As my oldest son James sets out to play in his second consecutive state golf tournament, there isn’t anyone else to blame.  There are no umpires who can miss a call.  No referees to influence the outcome of the game.  In golf, you are the team and when you mess up its obvious.  Well, let’s see…  You can hit a house, a spectator, visit the beach or take a dive in an adjacent waterway.  When you’re stuck on the sidelines as a golf parent, every shot is a gut wrenching adventure.

During the game of life, the Lord doesn’t abandon you.  According to Hebrews 12:1, a great crowd of witnesses is sitting in the grandstands called heaven.  Saints, past and present are sending out prayers to help each participant to cross the finish line.  Although you may be lost in the woods or stuck in a hazard, God sends angels to set you free from these precarious situations, Psalm 30:1-3.  If you’re stuck on the sidelines like me, remember the promise of Philippians 4:6-7 to get you through each day.

by Jay Mankus

Boundaries, Bounties and Blown Opportunities

I witnessed a pastor go old school today, committing what some may call social suicide.  Taking no prisoners, this man of the cloth convicted households who display little boundaries or prefer to be their child’s best friend.  When parents don’t say no, define acceptable perimeters or clarify right from wrong behavior for their children, kids become one with the world.  Instead of being transformed by the word of God, Romans 12:1-2, teenagers are becoming like dust in the wind, blown from one trend to the next.

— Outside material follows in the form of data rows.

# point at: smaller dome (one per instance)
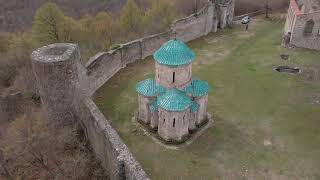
(174, 53)
(153, 106)
(149, 88)
(197, 88)
(174, 100)
(195, 107)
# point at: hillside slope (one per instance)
(17, 15)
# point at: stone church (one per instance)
(302, 28)
(173, 103)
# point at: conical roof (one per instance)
(174, 100)
(174, 53)
(149, 88)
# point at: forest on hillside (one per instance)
(96, 25)
(17, 15)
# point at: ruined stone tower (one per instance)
(174, 104)
(302, 28)
(55, 68)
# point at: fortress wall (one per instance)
(108, 147)
(101, 67)
(106, 143)
(152, 43)
(299, 39)
(195, 25)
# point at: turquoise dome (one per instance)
(174, 53)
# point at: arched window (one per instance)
(309, 27)
(173, 77)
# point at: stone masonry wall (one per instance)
(103, 66)
(108, 146)
(106, 143)
(299, 39)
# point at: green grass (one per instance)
(251, 104)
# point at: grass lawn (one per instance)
(267, 124)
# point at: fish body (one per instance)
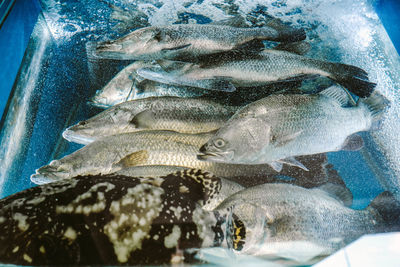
(109, 220)
(185, 115)
(283, 221)
(277, 128)
(144, 148)
(188, 41)
(125, 87)
(228, 70)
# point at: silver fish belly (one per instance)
(144, 148)
(228, 70)
(187, 115)
(187, 41)
(125, 87)
(296, 224)
(279, 127)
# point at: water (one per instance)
(58, 76)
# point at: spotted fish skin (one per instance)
(109, 219)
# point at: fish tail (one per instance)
(375, 104)
(286, 33)
(353, 78)
(387, 211)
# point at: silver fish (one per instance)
(283, 221)
(185, 115)
(186, 41)
(126, 86)
(277, 128)
(116, 152)
(228, 70)
(110, 220)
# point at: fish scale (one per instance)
(279, 127)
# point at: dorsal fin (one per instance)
(338, 192)
(236, 21)
(300, 48)
(337, 93)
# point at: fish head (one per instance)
(55, 171)
(141, 44)
(236, 141)
(112, 121)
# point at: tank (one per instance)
(52, 72)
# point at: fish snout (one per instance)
(108, 46)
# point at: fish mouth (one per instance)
(72, 136)
(215, 156)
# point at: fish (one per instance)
(110, 220)
(185, 42)
(145, 148)
(289, 223)
(228, 70)
(278, 128)
(224, 189)
(126, 86)
(184, 115)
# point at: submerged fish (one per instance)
(125, 86)
(297, 224)
(185, 115)
(144, 148)
(277, 128)
(188, 41)
(223, 189)
(110, 220)
(228, 70)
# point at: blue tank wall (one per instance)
(14, 37)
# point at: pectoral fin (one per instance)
(218, 84)
(284, 139)
(144, 119)
(176, 47)
(353, 142)
(293, 162)
(136, 158)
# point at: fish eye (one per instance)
(219, 143)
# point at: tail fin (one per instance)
(387, 208)
(286, 33)
(354, 79)
(376, 105)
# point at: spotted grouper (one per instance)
(111, 219)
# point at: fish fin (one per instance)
(176, 47)
(286, 33)
(134, 159)
(255, 45)
(298, 78)
(353, 78)
(376, 105)
(277, 166)
(387, 208)
(299, 48)
(283, 140)
(353, 142)
(169, 65)
(338, 192)
(219, 83)
(235, 21)
(337, 93)
(143, 119)
(293, 162)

Today, more than ever, society has been turned upside down, just watch any commercial airing in prime time which ties sex to their products.  In the Wild West, cities and town offered bounties for anyone who were able to help authorities catch a criminal wanted for a hideous act.  If only an entrepreneur had enough money to offer rewards for good behavior, perhaps this country might return to its Judeo-Christian heritage.  Unfortunately, lines drawn in the sand keep moving, enforced differently by the government, leaders and schools, resulting in a generation of confusion.

From my own perspective, its frustrating to look back on all the blown opportunities I missed as a father.  Depression, fatigue and time have chipped away the standards I want to consistently uphold for my family.  Although I would like to turn the clock back, all I can do is look to history to avoid future failures.  Essentially, I need to become a Moses’ like figure, clearly communicating God desires for daily living, Exodus 19:3-6.  The best advice for anyone wrestling with parenting is found in Proverbs 22:6, “train a child in the way he should go, and when he is old he will not turn from it.”  May the words of the Bible provide blueprints for youth and adults struggling to identify absolutes, Psalm 119:105.